Where µx is the average of x, µy is the average of y, \( \sigma_{{\text{xy}}} \) is covariance of x and y, \( \sigma_{\text{y}}^{2} \) is the variance of y and \( \sigma_{\text{X}}^{2} \) is the variance of x.

4 Experimentation and Results

Based on the selected 10 images from Fig. 1, performance measures are calculated for each of the different type of segmentation techniques. As discussed above the property of each performance technique, the value of mean square error should be less, while the higher the value of PSNR, the better it is. The MSE and the PSNR mainly estimate the absolute error while the SSIM takes into consideration the image degradation as perceived change in structural information. The value of SSIM should be lower.
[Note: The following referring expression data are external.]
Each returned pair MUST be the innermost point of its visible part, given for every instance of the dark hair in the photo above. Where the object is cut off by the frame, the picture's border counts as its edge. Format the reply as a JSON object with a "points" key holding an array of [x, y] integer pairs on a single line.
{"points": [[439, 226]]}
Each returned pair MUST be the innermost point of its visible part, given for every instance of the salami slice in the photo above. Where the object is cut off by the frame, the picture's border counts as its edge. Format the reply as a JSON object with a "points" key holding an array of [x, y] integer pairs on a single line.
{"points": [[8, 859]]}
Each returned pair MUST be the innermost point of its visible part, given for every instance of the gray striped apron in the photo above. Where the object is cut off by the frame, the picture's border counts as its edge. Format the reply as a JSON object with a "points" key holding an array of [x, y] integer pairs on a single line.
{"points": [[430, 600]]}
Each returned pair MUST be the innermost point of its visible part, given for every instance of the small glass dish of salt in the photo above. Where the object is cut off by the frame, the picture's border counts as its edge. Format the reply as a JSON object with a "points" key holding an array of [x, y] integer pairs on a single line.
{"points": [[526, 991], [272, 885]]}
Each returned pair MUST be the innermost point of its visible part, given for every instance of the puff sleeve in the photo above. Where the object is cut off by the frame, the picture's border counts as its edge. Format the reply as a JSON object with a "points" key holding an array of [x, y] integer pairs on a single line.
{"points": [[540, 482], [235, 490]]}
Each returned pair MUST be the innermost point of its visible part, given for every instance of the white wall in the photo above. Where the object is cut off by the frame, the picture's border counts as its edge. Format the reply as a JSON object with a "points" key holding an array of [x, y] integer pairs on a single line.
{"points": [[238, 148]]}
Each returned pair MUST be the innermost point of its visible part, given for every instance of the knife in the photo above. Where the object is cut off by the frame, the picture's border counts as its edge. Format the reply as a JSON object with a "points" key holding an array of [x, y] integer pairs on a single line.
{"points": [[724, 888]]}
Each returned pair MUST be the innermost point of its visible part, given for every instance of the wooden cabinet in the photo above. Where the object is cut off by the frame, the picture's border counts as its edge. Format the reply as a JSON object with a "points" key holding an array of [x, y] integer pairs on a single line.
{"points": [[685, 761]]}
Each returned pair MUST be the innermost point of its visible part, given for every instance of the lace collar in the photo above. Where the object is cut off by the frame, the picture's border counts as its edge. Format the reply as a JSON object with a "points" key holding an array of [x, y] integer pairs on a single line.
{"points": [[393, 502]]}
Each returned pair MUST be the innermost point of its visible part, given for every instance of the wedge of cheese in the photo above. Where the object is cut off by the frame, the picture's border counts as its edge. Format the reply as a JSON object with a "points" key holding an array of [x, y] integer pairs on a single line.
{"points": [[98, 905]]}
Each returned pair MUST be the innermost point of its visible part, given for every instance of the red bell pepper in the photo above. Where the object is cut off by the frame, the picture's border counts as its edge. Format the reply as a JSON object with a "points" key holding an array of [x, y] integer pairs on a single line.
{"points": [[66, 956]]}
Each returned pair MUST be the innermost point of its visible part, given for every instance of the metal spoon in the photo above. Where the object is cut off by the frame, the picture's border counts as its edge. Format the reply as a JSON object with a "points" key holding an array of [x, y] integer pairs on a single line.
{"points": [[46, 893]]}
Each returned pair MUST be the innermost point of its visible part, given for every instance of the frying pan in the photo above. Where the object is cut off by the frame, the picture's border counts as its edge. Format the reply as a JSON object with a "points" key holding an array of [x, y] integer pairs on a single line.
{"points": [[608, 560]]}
In the above calculations, canny segmentation technique produces the desired result. The MSE value is the less; PSNR is high while the SSIM is also less as desired. This means canny gives a closer view of segmented skin cancer image. Table 1 shows different segmentation techniques with their MSE, PSNR and SSIM values. Lowest MSE, higher PSNR and closest to 1 SSIM is highlighted in bold for each segmentation. Figure 2 represents the graphical view of segmentation techniques based on performance measures. Lowest MSE with redline, higher PSNR with blue line and SSIM nearest to 1 with green line is accurate through canny segmentation technique.

Table 1. Segmentation techniques with performance measures
Fig. 2.
figure 2

Analysis of segmentation techniques (Color figure online)

5 Conclusion

Skin cancer cases are increasing day by day so early detection can reduce the chances to avoid deadliest stage. Computer Aided Diagnostic systems are used for this purpose in which segmentation process plays a major role for further classification. This paper highlights major segmentation techniques for differentiating skin lesion area. Further, analyses of these techniques are done through the Mean Square Error, Peak Signal Noise Ratio and Structure Similarity Index performance measures. Canny Segmentation technique resulted to be the best for segmentation of skin cancer images due to low MSE value, high PSNR value and SSIM nearest to 1.